Mr Luo told the newspaper in response to the myth that steel mills continue full rate operation despite losses that the overall industrial loss has not changed. He said that the sagging demand has yet to come to an end, with steel prices still lingering at low levels.
Mr Yang Siming president of Nanjing Iron & Steel Union Co Ltd said "It will be impossible to earn profit from key steel business this year owing to the massive overcapacity. Most steel mills suffered more or less losses in March, with big mills losing more.”
Mr Luo said the withering demand in global market, rising trade protectionism, changing exchange rate and the unfavorable export tax policies are the main difficulties confronting Chinese steel export. As a result, the vice chairman suggests related government bodies to adjust export taxes for hot rolled sheet/coil and rail steel to help increase shipment.
Mr Yang Siming believes the full rate operation in March also helped prop up raw materials prices like coking coal. And the president suggests CISA to organize price talks between steelmakers and coal giants to alleviate costs pressure.
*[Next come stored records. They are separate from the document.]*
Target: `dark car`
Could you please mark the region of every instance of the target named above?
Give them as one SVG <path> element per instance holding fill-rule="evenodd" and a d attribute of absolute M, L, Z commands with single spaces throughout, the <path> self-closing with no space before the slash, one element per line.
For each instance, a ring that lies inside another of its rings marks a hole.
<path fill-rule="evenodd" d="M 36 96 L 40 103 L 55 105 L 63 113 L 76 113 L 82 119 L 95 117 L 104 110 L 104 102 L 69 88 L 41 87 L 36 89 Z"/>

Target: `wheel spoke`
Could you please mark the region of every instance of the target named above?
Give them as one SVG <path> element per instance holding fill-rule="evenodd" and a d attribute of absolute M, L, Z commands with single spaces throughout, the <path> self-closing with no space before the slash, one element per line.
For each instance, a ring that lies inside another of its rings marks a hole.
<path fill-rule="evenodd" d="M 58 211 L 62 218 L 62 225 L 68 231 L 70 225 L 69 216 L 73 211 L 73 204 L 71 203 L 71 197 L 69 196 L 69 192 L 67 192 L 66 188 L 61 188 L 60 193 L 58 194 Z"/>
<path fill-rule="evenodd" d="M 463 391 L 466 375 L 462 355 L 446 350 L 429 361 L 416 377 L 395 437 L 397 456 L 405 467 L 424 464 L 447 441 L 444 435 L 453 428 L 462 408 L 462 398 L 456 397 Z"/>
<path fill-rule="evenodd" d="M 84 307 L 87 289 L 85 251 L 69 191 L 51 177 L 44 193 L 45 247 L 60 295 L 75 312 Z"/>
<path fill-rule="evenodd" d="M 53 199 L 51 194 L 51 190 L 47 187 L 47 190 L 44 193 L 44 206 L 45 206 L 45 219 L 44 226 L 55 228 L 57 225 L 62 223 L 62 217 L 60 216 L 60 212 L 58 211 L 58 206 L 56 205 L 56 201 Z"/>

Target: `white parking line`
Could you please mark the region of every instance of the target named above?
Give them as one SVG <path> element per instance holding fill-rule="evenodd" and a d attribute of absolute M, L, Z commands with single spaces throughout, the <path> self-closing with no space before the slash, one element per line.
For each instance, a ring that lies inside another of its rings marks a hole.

Meanwhile, He said the loosening credit climate also encouraged steel mills sticking to full rate production instead of output cuts. Costs for steelmaking in this Jan and February fell by CNY 234 per tonne or 9.42%.
Crude steel production in March rises to some 42.9 million tonnes or translating into annual output of some 510 million tonnes. While according to forecasts made in the steel revitalization plan, crude steel output in 2009 would fall 8% on year to 460 million tonnes and apparent consumption could fall 5% to 430 million tonnes.